Trading options - How to have an edge?

Discussion in 'Options' started by crayon851, Sep 11, 2014.

  1. say a stock is trading at 100.
    and you sell the 85 put and buy the 84 put ( month or two out)
    the difference between the purchase and the sale of the contracts should be about 0.04-0.06
    while your risk is fixed to 1$ max.
    so you are insuring a stock against a 15% drop, however if its a catastrophe, your liability is maxed out to 1$ per share.

    so 0.04/1 means you are booking a 4% premium per contract with a predefined risk of 100 ( or $1 per share)
     
    #21     Sep 30, 2014
  2. convexx

    convexx


    Yeah, I get it, but we need to choose our words carefully. "Selling options" implies net-short contracts rather than "short premium."
     
    #22     Sep 30, 2014
  3. #23     Sep 30, 2014

  4. For the naked put sellers, isn't that because we were in a bull market for the last two years?
     
    #24     Oct 5, 2014
  5. bah.. it will be the same for the rest of eternity.
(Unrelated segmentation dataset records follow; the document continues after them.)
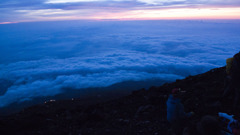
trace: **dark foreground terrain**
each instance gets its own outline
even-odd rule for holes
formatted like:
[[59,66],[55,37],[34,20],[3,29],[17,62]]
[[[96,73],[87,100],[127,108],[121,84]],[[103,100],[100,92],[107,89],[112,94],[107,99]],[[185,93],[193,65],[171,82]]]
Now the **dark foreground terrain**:
[[[97,104],[82,100],[49,101],[0,119],[0,134],[14,135],[168,135],[166,100],[172,88],[186,90],[182,102],[194,121],[217,112],[232,114],[232,98],[221,100],[225,68],[174,83],[132,92]],[[239,108],[238,108],[239,110]]]

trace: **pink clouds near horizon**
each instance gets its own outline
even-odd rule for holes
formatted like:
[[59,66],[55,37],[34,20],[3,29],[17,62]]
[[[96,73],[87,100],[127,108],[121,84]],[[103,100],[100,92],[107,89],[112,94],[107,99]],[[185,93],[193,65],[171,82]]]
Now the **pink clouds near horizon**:
[[0,24],[102,19],[240,19],[240,0],[3,0],[0,6]]

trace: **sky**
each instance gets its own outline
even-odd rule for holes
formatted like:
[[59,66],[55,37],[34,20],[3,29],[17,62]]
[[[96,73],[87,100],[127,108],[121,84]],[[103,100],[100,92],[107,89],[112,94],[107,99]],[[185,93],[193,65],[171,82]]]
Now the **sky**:
[[240,0],[1,0],[0,13],[0,24],[82,19],[240,19]]

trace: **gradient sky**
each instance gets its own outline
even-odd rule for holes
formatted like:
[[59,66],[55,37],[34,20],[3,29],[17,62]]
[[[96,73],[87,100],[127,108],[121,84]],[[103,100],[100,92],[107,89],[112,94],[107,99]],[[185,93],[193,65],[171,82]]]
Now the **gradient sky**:
[[0,24],[78,19],[240,19],[240,0],[0,1]]

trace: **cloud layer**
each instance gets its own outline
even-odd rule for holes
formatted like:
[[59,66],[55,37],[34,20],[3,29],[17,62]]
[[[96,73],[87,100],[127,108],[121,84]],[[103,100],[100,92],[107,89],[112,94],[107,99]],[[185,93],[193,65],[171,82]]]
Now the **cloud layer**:
[[240,19],[240,0],[1,0],[0,12],[0,24],[77,19]]
[[64,88],[174,81],[224,66],[240,50],[239,21],[73,21],[0,29],[0,86],[9,84],[1,87],[0,107]]

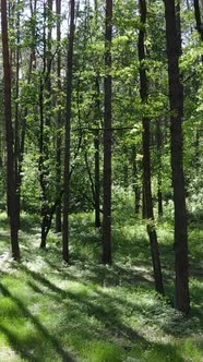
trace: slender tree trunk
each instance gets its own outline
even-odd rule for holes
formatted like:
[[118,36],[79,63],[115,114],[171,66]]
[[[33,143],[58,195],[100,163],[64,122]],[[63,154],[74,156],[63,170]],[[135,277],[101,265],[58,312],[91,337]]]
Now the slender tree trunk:
[[200,0],[194,0],[194,16],[196,22],[196,31],[199,32],[200,38],[203,41],[203,21],[201,16]]
[[132,146],[132,177],[134,190],[134,212],[138,215],[140,213],[141,186],[139,184],[139,168],[136,161],[136,148],[134,145]]
[[[58,49],[58,58],[57,58],[57,79],[58,79],[58,105],[60,106],[60,93],[61,93],[61,50],[60,50],[60,41],[61,41],[61,0],[56,0],[57,8],[57,43],[59,46]],[[61,110],[59,108],[57,114],[57,183],[56,183],[56,193],[57,195],[61,192]],[[61,232],[61,202],[56,208],[56,231]]]
[[70,1],[70,33],[67,64],[67,110],[65,110],[65,150],[64,150],[64,194],[63,194],[63,228],[62,257],[69,263],[69,204],[70,204],[70,125],[73,72],[73,40],[74,40],[74,0]]
[[162,178],[162,129],[160,129],[160,121],[158,120],[156,123],[156,145],[157,145],[157,162],[158,162],[158,174],[157,174],[157,183],[158,183],[158,191],[157,191],[157,197],[158,197],[158,216],[163,216],[163,191],[162,191],[162,184],[163,184],[163,178]]
[[189,262],[184,177],[182,167],[183,85],[179,70],[181,56],[180,8],[175,0],[165,1],[166,41],[170,101],[171,168],[175,203],[175,307],[189,313]]
[[13,128],[11,113],[11,64],[9,59],[9,37],[8,37],[8,16],[7,0],[1,1],[1,31],[2,31],[2,50],[3,50],[3,72],[4,72],[4,121],[7,138],[7,192],[8,210],[11,228],[11,249],[15,260],[20,260],[19,248],[19,225],[17,225],[17,203],[16,184],[13,154]]
[[[140,95],[142,104],[147,101],[148,82],[146,77],[146,70],[144,65],[145,60],[145,23],[146,23],[146,3],[145,0],[140,0],[140,15],[141,15],[141,29],[139,33],[139,60],[140,60]],[[145,212],[147,219],[147,233],[151,244],[151,254],[154,268],[155,288],[156,291],[164,294],[163,276],[159,260],[159,250],[157,242],[157,234],[154,226],[154,212],[152,201],[152,186],[151,186],[151,152],[150,152],[150,119],[143,117],[143,181],[144,181],[144,198]]]
[[100,227],[99,131],[95,132],[95,228]]
[[[96,26],[97,24],[97,8],[95,1],[95,11],[96,11]],[[95,87],[96,87],[96,100],[95,100],[95,120],[96,125],[99,128],[100,121],[100,88],[99,88],[99,75],[96,75],[95,79]],[[95,228],[100,227],[100,142],[99,142],[99,130],[95,131],[94,138],[94,147],[95,147]]]
[[106,0],[103,263],[111,263],[111,38],[112,0]]

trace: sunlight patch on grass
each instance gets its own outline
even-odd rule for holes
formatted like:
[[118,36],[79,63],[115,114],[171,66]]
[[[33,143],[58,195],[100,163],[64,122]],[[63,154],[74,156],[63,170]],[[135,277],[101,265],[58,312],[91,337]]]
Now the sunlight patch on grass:
[[88,362],[122,362],[123,351],[112,343],[96,341],[87,343],[83,349],[83,361]]

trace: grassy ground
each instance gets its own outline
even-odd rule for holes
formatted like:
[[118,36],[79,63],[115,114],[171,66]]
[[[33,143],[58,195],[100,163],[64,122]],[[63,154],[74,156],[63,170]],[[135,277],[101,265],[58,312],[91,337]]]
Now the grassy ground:
[[154,292],[145,227],[118,213],[112,266],[99,264],[100,236],[92,215],[71,219],[71,266],[60,236],[38,249],[37,218],[22,218],[21,264],[10,258],[0,216],[0,361],[203,361],[203,230],[189,228],[191,315],[171,307],[172,227],[158,226],[166,298]]

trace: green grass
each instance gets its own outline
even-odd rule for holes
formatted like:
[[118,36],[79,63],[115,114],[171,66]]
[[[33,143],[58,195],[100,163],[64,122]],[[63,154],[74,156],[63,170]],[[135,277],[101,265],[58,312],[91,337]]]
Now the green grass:
[[[119,212],[118,212],[119,214]],[[198,222],[198,221],[196,221]],[[191,315],[171,307],[172,227],[158,225],[166,298],[154,291],[145,226],[115,212],[111,266],[100,261],[93,215],[71,217],[71,265],[61,262],[60,236],[38,249],[38,218],[23,215],[22,261],[10,257],[0,215],[0,361],[203,361],[203,230],[189,228]]]

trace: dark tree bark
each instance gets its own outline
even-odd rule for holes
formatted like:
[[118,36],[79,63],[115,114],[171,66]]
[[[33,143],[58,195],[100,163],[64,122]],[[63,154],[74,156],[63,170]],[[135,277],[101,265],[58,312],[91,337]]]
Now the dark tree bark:
[[103,263],[111,263],[111,38],[112,0],[106,0]]
[[163,216],[163,178],[162,178],[162,150],[163,150],[163,141],[162,141],[162,129],[160,129],[160,121],[158,120],[156,123],[156,145],[157,145],[157,162],[158,162],[158,174],[157,174],[157,183],[158,183],[158,216]]
[[194,16],[196,22],[196,31],[200,34],[200,38],[203,41],[203,21],[201,16],[200,0],[194,0]]
[[184,177],[182,167],[182,120],[183,85],[179,70],[181,56],[180,8],[175,0],[165,1],[166,41],[168,55],[168,79],[170,101],[171,168],[175,203],[175,270],[176,295],[175,307],[188,314],[189,262]]
[[69,263],[69,204],[70,204],[70,125],[73,73],[73,40],[74,40],[74,0],[70,1],[70,33],[67,64],[67,109],[65,109],[65,150],[64,150],[64,194],[63,194],[63,227],[62,227],[62,257]]
[[[96,2],[95,2],[95,11],[96,11]],[[96,12],[97,14],[97,12]],[[99,88],[99,76],[96,75],[95,79],[95,87],[96,87],[96,100],[95,100],[95,120],[96,125],[99,128],[100,120],[100,88]],[[100,141],[99,141],[99,130],[95,131],[94,137],[94,147],[95,147],[95,228],[100,228]]]
[[[140,0],[140,17],[141,17],[141,28],[139,33],[139,60],[140,60],[140,95],[142,104],[147,102],[147,92],[148,82],[145,70],[145,23],[146,23],[146,2],[145,0]],[[150,119],[143,117],[143,183],[144,183],[144,205],[147,219],[147,233],[151,244],[151,254],[154,268],[154,279],[156,291],[164,294],[163,276],[159,260],[159,250],[157,242],[157,234],[154,226],[154,212],[153,212],[153,201],[152,201],[152,186],[151,186],[151,152],[150,152]]]
[[[57,8],[57,41],[58,41],[58,57],[57,57],[57,77],[58,77],[58,92],[59,92],[59,100],[58,105],[60,106],[60,92],[61,92],[61,50],[60,50],[60,41],[61,41],[61,0],[56,0]],[[59,108],[57,114],[57,182],[56,182],[56,193],[60,194],[61,191],[61,110]],[[61,231],[61,203],[56,208],[56,231]]]
[[139,184],[139,167],[136,161],[136,148],[132,146],[132,177],[134,191],[134,212],[138,215],[141,206],[141,185]]
[[95,228],[100,228],[99,131],[95,133]]
[[11,229],[11,249],[14,260],[20,260],[19,248],[19,222],[17,222],[17,196],[15,184],[15,162],[13,152],[13,126],[11,113],[11,64],[9,57],[8,38],[8,16],[7,0],[1,1],[1,31],[2,31],[2,50],[3,50],[3,73],[4,73],[4,122],[7,138],[7,193],[8,212]]

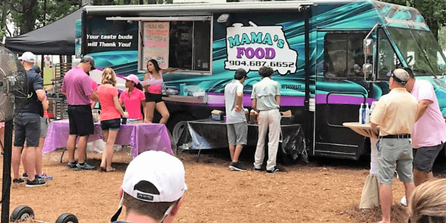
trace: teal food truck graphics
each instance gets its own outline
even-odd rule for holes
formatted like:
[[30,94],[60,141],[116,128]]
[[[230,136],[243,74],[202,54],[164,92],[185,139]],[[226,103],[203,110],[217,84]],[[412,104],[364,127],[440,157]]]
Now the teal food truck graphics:
[[152,58],[178,68],[163,76],[171,130],[224,109],[224,86],[239,68],[248,72],[250,108],[262,66],[275,71],[281,110],[291,110],[287,120],[301,128],[310,155],[368,153],[369,139],[342,123],[387,94],[386,74],[398,67],[433,84],[446,116],[444,55],[413,8],[368,0],[92,6],[78,28],[79,56],[119,75],[142,79]]

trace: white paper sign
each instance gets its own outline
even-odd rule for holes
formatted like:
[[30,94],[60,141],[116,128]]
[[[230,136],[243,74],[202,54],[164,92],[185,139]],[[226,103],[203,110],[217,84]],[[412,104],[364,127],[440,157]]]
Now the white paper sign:
[[144,23],[143,67],[155,59],[162,68],[169,67],[169,22]]

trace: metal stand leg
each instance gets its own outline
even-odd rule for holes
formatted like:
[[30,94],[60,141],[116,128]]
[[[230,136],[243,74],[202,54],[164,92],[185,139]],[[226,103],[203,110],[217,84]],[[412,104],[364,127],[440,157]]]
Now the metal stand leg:
[[198,150],[198,155],[197,155],[197,163],[198,163],[198,158],[200,158],[200,152],[201,152],[201,149]]

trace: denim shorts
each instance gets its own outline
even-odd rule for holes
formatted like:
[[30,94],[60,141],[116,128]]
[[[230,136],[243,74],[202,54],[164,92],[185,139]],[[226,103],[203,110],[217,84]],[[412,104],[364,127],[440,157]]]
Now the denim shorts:
[[111,130],[119,131],[121,127],[121,119],[104,120],[101,121],[101,129],[103,132]]
[[413,149],[413,168],[422,172],[432,172],[435,159],[444,145],[444,143],[442,143],[437,146]]
[[19,113],[14,117],[14,146],[39,146],[40,138],[40,115],[34,113]]

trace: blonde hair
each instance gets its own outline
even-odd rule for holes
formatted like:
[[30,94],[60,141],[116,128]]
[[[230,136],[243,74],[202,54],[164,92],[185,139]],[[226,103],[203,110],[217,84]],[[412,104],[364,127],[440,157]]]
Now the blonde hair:
[[101,84],[111,84],[116,86],[116,74],[113,69],[107,67],[102,71],[102,77],[101,78]]
[[446,223],[446,179],[430,180],[417,186],[409,200],[412,223]]

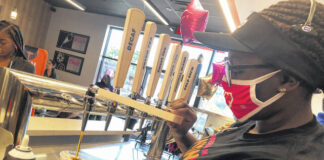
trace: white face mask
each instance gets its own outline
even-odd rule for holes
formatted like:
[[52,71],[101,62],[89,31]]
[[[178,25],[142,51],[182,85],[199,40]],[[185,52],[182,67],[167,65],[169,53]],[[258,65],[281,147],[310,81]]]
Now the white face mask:
[[265,102],[262,102],[256,97],[256,85],[271,78],[280,71],[281,70],[278,70],[253,80],[232,79],[231,86],[223,80],[222,86],[225,90],[224,96],[226,103],[239,121],[242,122],[248,120],[285,94],[284,92],[280,92]]

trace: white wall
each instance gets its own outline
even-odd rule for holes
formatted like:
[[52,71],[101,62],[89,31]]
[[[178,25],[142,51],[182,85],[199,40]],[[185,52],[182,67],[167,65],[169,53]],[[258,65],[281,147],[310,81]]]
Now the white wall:
[[[55,50],[84,58],[80,76],[57,70],[59,80],[83,86],[88,86],[94,82],[100,65],[100,55],[108,25],[122,27],[124,26],[124,19],[57,8],[56,12],[52,14],[45,43],[45,49],[47,49],[49,52],[49,58],[52,59],[54,57]],[[90,36],[87,53],[84,55],[73,51],[56,48],[56,42],[60,30]],[[158,25],[157,33],[168,33],[172,37],[178,36],[172,34],[169,28],[163,25]]]

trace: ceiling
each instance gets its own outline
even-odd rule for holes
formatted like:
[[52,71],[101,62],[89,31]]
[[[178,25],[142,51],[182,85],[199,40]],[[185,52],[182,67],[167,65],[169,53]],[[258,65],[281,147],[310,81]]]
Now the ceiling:
[[[65,0],[44,0],[55,7],[75,9]],[[86,12],[103,15],[125,17],[129,8],[142,9],[146,19],[160,23],[158,18],[144,6],[143,0],[77,0],[86,6]],[[151,0],[158,10],[168,20],[170,26],[180,25],[180,17],[191,0]],[[206,31],[229,32],[226,20],[217,0],[200,0],[204,9],[209,11],[209,19]]]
And that aside selling naked puts in just about everything is a totally risk free strategy (tongue in cheek).
     
    #25     Oct 5, 2014
  6. risk free...haha. I used to think the market was an investment, now I just look at it as a way to gamble my money with better odds.

    Earlier this year, I actually found a theoretically risk free investment in arbitrage with loan interest rates and savings/gic interest rates.

    ING was offering 3% on their savings accounts, up to a maximum of $250,000 for one year. The lowest loan rate I've seen was 2.35%.
     
    #26     Oct 5, 2014
  7. Good one crayon. that 3% is probably before tax :). But even otherwise too much hastle.


     
    #27     Oct 5, 2014
  8. yeah no disagreement on this end.
     
    #28     Oct 5, 2014
  9. trilogic

    trilogic



    Great points,

    can you speak to option spreads, I find these fut's options are best way to "trade" or have opinion on direction assuming no "real" edge like information or order flow etc; on a desk


    I know option traders get all wound up about Vol. trading, however I keep expiry and strikes fairly tight so as to eliminate that risk best I can or isolate it anyway best I can, not taking a volatility bet, I sell the options as a spread and have stops on fut's in case a run so I am just bit OTM

    I have been trying various T/A stuff including ACD thread, however what I found best is I buy sell based on larger picture studying/reading on various news services in conjunction with taking a quick look at chart for some sort of best guess to a "trend" the option spread allows me to hang on to be right and certainly keep a stop that allows me to get out with reasonanle loss so I can trade again

    For example if market reverses against me hard or quick, the options become wide and if you have conditional order in to sell it gets a bad fill, I will just buy the Fut's and wait to settle down, however there is whipsaw risk as always
     
    #29     Oct 5, 2014
  10. What about having iron condors on both the TNA and TZA as a hedge against each other?